Thank you. let me know if i can give anymore details. i could able to load and serve mistral-7b instruct fp16 model successfully. where i couldn't even load the mixtral model

youkaichao commented 7 months ago

Did you build mlir yourself? The error shows in /root/llvm-project/mlir/lib/Analysis/SliceAnalysis.cpp . Typically vllm users don't need to reach mlir cpp src file.

NavinKumarMNK commented 7 months ago

yes i built on myself. llvm checkout c5dede880d175f7229c9b2923f4753e12702305d

RUN cmake -G Ninja ../llvm \
   -DLLVM_ENABLE_PROJECTS="mlir;llvm" \
   -DLLVM_BUILD_EXAMPLES=ON \
   -DLLVM_TARGETS_TO_BUILD="PowerPC;NVPTX;X86;AMDGPU;RISCV" \
   -DMLIR_ENABLE_CUDA_RUNNER=ON \
   -DCMAKE_BUILD_TYPE=Release \
   -DLLVM_ENABLE_ASSERTIONS=ON \
   -DCMAKE_C_COMPILER=clang \
   -DCMAKE_CXX_COMPILER=clang++ \
   -DLLVM_ENABLE_RTTI=ON \
   -DLLVM_INSTALL_UTILS=ON \
   -DMLIR_INCLUDE_INTEGRATION_TESTS=ON
youkaichao commented 7 months ago

There is heavy binary dependency there.
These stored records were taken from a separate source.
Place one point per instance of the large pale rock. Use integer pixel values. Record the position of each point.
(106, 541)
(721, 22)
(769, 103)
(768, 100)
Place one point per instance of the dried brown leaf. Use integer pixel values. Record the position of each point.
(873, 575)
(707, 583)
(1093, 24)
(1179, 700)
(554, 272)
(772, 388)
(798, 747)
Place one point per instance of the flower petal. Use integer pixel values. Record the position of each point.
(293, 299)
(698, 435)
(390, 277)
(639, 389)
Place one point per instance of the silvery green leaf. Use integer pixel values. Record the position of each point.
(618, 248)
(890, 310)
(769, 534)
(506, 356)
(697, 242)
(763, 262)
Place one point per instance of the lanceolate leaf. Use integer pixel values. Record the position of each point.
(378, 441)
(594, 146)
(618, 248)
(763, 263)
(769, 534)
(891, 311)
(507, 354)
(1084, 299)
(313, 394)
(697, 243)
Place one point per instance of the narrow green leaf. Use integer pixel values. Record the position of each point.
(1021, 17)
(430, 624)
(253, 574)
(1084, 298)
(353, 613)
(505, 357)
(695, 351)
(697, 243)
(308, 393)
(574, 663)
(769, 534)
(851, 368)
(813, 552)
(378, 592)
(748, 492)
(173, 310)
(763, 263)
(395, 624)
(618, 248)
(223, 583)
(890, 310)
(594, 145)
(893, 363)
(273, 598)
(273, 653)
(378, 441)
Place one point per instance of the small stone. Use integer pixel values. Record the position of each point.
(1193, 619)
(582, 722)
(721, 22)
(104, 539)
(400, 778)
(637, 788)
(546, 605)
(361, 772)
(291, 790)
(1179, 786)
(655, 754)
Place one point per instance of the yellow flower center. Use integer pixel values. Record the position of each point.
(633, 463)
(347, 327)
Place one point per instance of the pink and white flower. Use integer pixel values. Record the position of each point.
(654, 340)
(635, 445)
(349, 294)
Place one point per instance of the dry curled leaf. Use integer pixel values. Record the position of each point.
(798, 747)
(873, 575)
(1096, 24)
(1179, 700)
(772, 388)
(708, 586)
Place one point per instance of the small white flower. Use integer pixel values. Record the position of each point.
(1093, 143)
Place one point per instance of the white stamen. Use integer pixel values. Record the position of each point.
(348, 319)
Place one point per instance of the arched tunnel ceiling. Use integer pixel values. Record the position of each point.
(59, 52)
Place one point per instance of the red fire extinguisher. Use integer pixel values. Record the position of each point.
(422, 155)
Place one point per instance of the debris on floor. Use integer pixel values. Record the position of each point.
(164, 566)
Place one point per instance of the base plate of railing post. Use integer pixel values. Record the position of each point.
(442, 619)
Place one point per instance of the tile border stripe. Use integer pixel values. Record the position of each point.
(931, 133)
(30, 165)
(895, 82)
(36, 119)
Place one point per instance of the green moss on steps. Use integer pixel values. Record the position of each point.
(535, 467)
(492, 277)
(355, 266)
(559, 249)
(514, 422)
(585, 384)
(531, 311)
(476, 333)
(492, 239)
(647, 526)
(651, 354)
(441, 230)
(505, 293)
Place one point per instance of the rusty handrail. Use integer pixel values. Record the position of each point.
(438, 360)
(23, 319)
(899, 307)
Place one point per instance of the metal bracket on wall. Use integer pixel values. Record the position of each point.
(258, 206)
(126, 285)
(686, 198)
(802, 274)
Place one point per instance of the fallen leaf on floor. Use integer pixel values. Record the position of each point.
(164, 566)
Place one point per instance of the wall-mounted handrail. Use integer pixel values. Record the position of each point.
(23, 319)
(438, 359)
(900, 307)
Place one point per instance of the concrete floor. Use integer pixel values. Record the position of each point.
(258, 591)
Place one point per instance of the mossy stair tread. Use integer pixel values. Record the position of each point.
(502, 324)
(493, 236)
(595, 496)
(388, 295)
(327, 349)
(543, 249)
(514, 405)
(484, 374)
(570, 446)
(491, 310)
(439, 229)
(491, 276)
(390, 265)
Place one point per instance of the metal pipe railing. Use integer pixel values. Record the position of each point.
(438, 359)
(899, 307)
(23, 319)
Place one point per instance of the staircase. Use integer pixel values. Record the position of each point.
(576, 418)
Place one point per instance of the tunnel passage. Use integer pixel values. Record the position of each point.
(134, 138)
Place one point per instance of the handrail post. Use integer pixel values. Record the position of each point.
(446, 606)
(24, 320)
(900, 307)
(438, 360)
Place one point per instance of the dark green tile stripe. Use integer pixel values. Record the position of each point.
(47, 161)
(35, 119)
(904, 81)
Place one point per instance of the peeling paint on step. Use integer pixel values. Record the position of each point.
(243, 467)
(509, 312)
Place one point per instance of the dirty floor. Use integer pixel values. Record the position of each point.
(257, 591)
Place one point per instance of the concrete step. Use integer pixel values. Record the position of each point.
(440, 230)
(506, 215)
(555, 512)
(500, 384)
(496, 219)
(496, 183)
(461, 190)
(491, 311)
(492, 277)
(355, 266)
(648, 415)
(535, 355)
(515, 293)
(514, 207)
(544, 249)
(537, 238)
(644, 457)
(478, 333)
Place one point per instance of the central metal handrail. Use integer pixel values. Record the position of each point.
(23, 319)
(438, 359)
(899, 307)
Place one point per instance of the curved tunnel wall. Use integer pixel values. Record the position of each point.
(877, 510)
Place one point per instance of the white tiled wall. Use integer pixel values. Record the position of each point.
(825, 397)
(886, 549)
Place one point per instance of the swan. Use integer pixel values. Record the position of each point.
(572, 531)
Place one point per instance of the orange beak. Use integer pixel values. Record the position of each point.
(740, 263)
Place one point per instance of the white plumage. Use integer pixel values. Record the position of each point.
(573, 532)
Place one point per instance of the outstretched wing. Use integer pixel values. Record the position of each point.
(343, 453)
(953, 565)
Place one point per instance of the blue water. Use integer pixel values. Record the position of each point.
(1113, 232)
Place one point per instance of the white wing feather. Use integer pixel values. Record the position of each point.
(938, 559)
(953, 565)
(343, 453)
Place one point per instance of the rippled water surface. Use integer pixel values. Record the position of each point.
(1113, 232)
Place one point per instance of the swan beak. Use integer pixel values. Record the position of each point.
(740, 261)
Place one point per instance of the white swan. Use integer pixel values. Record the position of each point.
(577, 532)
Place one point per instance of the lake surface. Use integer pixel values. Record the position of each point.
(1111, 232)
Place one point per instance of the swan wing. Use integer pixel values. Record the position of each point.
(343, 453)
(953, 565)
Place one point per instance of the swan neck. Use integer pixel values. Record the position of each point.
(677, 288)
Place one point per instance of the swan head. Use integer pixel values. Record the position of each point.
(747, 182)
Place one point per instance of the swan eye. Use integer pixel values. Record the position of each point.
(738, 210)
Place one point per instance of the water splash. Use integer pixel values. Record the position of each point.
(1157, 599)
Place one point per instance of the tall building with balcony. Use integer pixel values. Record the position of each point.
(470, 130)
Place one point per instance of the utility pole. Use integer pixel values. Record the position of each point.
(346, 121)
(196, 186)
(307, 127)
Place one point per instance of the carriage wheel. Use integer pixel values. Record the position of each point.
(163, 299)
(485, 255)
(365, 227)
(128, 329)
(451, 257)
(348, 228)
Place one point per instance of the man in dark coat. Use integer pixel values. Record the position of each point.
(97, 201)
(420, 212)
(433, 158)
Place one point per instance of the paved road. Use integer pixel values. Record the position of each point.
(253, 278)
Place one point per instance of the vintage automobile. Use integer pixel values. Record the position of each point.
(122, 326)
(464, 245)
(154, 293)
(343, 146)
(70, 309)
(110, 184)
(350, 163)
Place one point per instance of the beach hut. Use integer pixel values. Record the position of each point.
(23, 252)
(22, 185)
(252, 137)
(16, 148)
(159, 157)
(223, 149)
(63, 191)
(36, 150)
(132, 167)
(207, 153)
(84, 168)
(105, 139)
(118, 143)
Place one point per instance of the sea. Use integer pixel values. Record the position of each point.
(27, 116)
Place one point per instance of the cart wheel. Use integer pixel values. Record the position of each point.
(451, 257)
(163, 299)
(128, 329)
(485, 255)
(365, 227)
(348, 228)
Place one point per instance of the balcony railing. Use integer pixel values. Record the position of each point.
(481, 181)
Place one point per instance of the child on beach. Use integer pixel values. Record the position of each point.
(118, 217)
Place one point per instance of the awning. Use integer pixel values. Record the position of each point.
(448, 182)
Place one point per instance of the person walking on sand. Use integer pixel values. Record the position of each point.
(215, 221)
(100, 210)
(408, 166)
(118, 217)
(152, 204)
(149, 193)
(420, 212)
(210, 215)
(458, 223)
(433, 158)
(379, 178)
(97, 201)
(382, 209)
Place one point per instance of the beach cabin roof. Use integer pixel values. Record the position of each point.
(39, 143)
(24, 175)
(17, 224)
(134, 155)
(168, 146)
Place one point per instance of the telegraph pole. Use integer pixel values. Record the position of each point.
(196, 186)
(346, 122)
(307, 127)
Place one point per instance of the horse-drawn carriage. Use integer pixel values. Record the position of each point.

PyTorch pins triton commit, and triton pins mlir commit , and vllm pins pytorch release version.

I don't think you can use a custom build of mlir. It can break at any time.

NavinKumarMNK commented 7 months ago

i rectified as much as i can. if its not solvable in straight way, can you guide where can i start this. any ideas to approach this. i am not clear tho, mistral model runs fine but not mixtral and the error happens while loading the model. can i know how much memory is needed to load the mixtral model ? I use (V100 32 GB x 4)

youkaichao commented 7 months ago

If you can use public released pytorch/triton/mlir, and build vllm from source, it should work.

NavinKumarMNK commented 7 months ago

actually for ppc64le & to use mixtral model there is no direct way to do that. and there is no public release for triton for ppc64le. Can u confirm the memory needed to load and infer mixtral model.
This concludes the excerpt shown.